Editoriaux - Politique - 23 mai 2015

Belle du Seigneur chez Ruth Elkrief

Ruth Elkrief qui recevait notre ministre de l’Éducation le 22 mai dernier sur BFMTV et souhaitait sans doute la mettre en valeur, lui demanda quel était le livre qui l’avait le plus marquée. Quelle question surprenante, elle ne s’y était sûrement pas préparée ! And the winner is… Belle du Seigneur, dernière partie d’une tétralogie dont elle se garde bien de préciser que l’auteur est Albert Cohen, juif comme son nom l’indique, qui évoque dans le premier roman à propos de Solal, personnage central de cette œuvre, “la beauté de la race”. On ne sait jamais, ça pourrait contrarier.

Elle nous laisse Les raisins de la colère, Les Misérables, Crime et châtiment, et tous les autres, et retient Belle du Seigneur, la rencontre entre un homme et une femme qui ne veulent pas fonder de famille, ni vivre ensemble, pour ne se rencontrer que lorsqu’ils sont magnifiques, au meilleur d’eux-mêmes, et jeunes. Un monde enjolivé plutôt que le monde réel.

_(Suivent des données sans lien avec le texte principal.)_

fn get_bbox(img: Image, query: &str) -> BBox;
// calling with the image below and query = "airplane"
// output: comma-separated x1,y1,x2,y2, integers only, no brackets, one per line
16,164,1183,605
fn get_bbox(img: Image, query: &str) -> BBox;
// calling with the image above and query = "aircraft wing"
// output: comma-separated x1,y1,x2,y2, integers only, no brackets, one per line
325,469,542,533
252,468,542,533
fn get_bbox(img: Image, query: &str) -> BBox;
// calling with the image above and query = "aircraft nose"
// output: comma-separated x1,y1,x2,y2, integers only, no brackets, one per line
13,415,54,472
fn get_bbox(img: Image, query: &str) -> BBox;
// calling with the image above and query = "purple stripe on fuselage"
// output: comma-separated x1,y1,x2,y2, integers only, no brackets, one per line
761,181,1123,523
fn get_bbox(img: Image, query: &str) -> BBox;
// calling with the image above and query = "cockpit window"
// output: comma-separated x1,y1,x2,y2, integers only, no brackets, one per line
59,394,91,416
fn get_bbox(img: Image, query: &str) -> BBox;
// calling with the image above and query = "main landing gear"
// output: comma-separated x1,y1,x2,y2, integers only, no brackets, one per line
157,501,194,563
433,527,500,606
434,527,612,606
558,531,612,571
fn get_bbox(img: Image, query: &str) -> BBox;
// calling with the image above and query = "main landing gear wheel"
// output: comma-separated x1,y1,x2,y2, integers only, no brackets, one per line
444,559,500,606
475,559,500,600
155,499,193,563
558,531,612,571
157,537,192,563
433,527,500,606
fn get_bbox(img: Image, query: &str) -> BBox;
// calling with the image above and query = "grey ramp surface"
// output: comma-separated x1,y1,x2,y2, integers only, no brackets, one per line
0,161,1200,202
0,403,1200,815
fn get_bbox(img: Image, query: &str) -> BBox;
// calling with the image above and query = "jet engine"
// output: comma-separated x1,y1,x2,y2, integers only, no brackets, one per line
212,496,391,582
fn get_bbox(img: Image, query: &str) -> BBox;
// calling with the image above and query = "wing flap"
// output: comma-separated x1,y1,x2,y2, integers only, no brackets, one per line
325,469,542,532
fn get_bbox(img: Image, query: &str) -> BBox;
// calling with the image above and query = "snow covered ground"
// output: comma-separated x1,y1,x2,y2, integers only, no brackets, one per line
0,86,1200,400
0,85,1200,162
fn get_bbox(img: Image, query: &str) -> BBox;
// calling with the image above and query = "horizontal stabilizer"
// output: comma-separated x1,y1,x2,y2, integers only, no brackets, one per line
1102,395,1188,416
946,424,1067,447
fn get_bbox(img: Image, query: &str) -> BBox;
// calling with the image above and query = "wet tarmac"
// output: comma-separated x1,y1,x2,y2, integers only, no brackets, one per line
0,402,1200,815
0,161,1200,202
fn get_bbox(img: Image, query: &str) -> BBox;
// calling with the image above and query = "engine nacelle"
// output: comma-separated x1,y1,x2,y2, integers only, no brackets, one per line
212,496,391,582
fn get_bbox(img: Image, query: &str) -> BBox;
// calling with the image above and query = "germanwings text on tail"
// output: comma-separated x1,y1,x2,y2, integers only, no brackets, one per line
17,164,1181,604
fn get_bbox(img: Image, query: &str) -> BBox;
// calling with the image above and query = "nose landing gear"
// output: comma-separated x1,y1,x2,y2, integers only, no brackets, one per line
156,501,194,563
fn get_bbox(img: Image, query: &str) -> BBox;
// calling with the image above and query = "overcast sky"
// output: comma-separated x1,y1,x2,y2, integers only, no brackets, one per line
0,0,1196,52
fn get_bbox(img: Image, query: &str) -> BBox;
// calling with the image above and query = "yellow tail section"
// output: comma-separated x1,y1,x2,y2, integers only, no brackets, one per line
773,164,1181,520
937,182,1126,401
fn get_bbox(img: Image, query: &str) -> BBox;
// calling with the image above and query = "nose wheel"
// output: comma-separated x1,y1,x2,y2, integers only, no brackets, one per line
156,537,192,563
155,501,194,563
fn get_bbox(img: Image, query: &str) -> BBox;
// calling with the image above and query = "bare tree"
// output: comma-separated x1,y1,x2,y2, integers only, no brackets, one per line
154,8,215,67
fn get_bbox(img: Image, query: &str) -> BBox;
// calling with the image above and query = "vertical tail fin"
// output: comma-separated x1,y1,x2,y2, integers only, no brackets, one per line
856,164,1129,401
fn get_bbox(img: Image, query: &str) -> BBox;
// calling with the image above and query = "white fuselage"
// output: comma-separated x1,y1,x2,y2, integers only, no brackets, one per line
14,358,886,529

C’est bien elle, qu’on a connue porte-parole du gouvernement, tentant de remplacer par des sourires et des mimiques de petite fille les réponses argumentées qu’elle était incapable d’apporter aux questions posées. Il faut reconnaître à sa décharge que porter la parole de ce gouvernement n’était pas une tâche facile.

Mais est-ce encore elle qui tentait d’imposer la théorie du genre ? Après avoir adoré Belle du Seigneur qui décrit des parades nuptiales sans ambiguïté aucune?

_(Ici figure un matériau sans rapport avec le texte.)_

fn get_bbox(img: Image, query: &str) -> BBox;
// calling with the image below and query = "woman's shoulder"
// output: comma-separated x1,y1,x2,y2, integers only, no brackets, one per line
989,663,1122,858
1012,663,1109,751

Peut-on rêver d’un plus bel aveu de refus de la vie telle qu’elle est et d’idéalisation de l’existence?

Belle du Seigneur ! Ne nous rencontrons que maquillés, parfumés, “sapés façon milord”, évitons toute promiscuité… Et elle a l’impudence de reprocher aux gens de droite de ne pas savoir parler à un chauffeur de taxi comme à un PDG du CAC 40, à la différence évidemment des gens de gauche ! Ne peut-on pas attendre des politiques qu’ils ouvrent les yeux sur le monde réel ?

Elle fait semblant de croire que tous les enfants sont égaux, alors que depuis toujours on sait qu’ils sont très différents les uns des autres. Souvenez-vous, Coluche : “Y en aura même qui seront noirs, petits et moches, et pour eux ça sera très dur !” Pourquoi accepter qu’il y ait des différences au niveau de l’apparence, et refuser qu’il puisse y en avoir au niveau des goûts et des capacités ? C’est bien une chimère de gauche. Il faut, que cela nous plaise ou non, accepter ces différences.

Qu’elle ait choisi Belle du Seigneur montre de manière éclatante qu’elle préfère le rêve et les apparences à la réalité, qu’elle préfère la forme au fond. Ce dont on s’était, à vrai dire, un peu rendu compte depuis qu’elle pérore devant les micros.

Ce refus de la réalité sans fard mène Solal et Ariane au suicide, comme le refus de la réalité mène notre pays au suicide, pour reprendre l’expression d’Éric Zemmour.